Pharmacology BSc (Hons)
BSc Hons Pharmacology
Do you want to be at the forefront of pharmacological science, working in an industry that makes a positive impact to our society? Whether you want to develop and test new drugs or work on marketing strategies for the next advancement in medicine, this is the course for you.
We’ve been teaching this BSc (Hons) Pharmacology degree course for more than 40 years. You’ll graduate with the skills you need to get started in the ever-evolving pharmacology industry.
This course is accredited by the Royal Society of Biology.
You can also apply for Associate Membership of the Royal Society of Biology when you complete the course. This gives you membership benefits including access to professional networks and conferences.
95% Graduates in work or further study (Unistats data on DLHE, 2017)

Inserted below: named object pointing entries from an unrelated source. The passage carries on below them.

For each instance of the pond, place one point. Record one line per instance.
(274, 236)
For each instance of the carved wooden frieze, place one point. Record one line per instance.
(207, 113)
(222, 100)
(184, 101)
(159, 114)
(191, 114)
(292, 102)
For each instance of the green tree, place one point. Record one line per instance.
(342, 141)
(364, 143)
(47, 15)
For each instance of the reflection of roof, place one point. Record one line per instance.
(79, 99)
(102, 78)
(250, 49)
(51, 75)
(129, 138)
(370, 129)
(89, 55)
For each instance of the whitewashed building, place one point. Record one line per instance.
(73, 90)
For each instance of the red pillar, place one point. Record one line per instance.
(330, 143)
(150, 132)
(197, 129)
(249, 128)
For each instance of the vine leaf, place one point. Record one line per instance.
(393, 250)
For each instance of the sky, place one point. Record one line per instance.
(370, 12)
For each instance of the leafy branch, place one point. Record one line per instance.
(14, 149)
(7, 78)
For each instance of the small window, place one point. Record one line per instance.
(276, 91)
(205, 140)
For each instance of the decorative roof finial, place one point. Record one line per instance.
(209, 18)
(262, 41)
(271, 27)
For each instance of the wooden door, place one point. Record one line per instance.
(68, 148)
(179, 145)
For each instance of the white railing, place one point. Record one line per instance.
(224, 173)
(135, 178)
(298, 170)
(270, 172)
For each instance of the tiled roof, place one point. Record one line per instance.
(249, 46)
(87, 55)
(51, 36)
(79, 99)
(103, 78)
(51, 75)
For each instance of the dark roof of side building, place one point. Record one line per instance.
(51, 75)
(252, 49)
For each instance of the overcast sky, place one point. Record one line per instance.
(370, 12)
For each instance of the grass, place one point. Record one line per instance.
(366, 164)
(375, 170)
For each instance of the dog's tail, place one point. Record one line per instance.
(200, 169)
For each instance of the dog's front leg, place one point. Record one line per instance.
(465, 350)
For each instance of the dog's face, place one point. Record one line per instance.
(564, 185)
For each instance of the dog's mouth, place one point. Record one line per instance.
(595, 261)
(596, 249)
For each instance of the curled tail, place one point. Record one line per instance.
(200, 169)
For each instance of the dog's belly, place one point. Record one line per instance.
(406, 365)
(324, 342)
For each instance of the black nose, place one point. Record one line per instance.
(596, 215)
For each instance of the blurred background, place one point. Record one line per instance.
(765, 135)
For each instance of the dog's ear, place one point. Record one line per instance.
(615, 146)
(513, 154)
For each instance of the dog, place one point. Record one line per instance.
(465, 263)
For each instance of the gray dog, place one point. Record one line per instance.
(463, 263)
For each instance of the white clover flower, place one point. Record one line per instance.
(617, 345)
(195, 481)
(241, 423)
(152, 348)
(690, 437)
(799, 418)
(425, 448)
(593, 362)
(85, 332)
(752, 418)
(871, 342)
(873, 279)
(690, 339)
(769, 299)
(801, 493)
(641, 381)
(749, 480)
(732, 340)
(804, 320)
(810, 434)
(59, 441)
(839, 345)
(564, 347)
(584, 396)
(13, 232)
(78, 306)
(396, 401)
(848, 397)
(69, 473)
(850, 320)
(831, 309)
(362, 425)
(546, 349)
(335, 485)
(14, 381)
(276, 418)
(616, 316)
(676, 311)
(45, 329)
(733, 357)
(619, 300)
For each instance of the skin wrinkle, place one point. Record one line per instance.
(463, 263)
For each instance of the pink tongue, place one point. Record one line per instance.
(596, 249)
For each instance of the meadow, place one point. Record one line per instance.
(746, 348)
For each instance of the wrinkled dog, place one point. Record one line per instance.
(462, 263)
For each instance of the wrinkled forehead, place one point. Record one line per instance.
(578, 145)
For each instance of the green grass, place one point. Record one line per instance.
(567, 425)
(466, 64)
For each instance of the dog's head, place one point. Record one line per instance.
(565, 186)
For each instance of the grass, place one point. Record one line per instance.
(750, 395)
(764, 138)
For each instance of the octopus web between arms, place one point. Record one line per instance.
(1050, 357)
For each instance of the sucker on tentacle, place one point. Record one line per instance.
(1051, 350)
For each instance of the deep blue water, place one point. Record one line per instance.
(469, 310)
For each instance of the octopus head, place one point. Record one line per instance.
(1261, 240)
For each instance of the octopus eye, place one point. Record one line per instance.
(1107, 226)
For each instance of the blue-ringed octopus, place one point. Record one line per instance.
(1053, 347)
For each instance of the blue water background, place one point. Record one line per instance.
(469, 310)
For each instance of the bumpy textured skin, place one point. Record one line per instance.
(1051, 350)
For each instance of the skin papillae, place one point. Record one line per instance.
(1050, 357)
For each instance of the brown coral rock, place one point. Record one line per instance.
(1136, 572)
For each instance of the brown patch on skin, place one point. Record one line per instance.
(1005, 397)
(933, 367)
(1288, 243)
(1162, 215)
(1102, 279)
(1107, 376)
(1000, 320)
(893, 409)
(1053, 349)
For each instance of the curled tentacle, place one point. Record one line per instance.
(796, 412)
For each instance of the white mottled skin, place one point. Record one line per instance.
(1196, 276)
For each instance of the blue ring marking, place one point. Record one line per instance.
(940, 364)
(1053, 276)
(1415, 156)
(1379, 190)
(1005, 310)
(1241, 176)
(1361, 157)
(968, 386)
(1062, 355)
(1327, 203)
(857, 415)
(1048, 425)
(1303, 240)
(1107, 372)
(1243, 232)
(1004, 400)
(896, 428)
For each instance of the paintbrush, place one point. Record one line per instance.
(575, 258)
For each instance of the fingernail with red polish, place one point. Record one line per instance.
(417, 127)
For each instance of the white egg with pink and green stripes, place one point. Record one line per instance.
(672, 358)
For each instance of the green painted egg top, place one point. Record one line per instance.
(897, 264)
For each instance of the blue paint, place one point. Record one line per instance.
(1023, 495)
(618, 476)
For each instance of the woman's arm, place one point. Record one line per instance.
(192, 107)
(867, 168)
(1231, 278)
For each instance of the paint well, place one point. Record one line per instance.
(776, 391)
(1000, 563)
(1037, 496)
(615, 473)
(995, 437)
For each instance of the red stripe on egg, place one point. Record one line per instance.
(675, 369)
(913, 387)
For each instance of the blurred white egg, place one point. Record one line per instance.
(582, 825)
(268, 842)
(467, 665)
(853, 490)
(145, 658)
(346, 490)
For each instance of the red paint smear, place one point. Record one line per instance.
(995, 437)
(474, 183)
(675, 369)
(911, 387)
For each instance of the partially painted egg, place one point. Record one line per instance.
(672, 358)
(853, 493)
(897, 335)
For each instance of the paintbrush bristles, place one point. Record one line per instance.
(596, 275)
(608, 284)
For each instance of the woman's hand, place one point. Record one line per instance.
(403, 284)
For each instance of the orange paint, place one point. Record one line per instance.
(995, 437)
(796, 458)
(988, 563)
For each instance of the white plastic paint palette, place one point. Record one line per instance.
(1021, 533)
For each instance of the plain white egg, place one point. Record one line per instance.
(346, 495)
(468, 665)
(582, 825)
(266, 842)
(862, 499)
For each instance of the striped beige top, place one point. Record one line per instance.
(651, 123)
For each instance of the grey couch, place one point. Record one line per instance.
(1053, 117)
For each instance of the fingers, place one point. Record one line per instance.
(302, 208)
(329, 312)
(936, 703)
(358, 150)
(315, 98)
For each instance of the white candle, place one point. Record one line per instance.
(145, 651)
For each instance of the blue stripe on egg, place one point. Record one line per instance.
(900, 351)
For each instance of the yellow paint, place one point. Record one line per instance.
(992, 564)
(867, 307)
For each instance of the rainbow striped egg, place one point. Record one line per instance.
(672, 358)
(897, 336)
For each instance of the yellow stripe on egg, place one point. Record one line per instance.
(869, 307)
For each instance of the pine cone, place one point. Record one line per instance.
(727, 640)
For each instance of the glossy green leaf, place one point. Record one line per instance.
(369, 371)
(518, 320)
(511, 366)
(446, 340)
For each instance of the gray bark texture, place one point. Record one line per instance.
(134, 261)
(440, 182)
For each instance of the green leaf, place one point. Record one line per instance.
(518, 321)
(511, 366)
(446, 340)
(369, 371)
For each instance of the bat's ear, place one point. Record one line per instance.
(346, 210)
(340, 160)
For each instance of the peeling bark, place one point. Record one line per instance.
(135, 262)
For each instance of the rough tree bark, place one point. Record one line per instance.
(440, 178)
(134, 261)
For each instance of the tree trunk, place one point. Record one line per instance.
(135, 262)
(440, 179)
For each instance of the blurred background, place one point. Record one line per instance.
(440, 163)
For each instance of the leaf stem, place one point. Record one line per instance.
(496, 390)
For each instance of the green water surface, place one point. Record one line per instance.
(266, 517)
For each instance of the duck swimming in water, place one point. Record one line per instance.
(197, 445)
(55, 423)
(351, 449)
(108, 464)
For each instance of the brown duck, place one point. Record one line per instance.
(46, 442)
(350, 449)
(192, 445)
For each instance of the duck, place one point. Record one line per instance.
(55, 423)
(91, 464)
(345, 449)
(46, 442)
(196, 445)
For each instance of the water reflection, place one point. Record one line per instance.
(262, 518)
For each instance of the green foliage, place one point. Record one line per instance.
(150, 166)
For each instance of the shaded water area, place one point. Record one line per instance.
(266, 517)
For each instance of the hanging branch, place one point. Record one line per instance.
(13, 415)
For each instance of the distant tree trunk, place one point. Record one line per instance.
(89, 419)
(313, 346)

100% Overall student satisfaction (NSS, 2018)
What you'll experience
On this course you'll:
- Use our pharmacology, chemistry and microbiology laboratories
- Explore new techniques in the diagnosis and treatment of disease, such as DNA drugs, and investigate areas like how cells communicate with each other
- Use our specialist facilities, which include live cell imaging, spectroscopy equipment, chromatography instruments, molecular modelling facilities, chemical synthesis facilities, and confocal, electron and fluorescence microscopes
You can also:
- Join one of our internationally-recognised research groups
- Apply to the Erasmus+ exchange scheme, which involves a summer research placement at a European university
Careers and opportunities
When you finish the course, our careers and employability service can help you find a job that puts your skills to work.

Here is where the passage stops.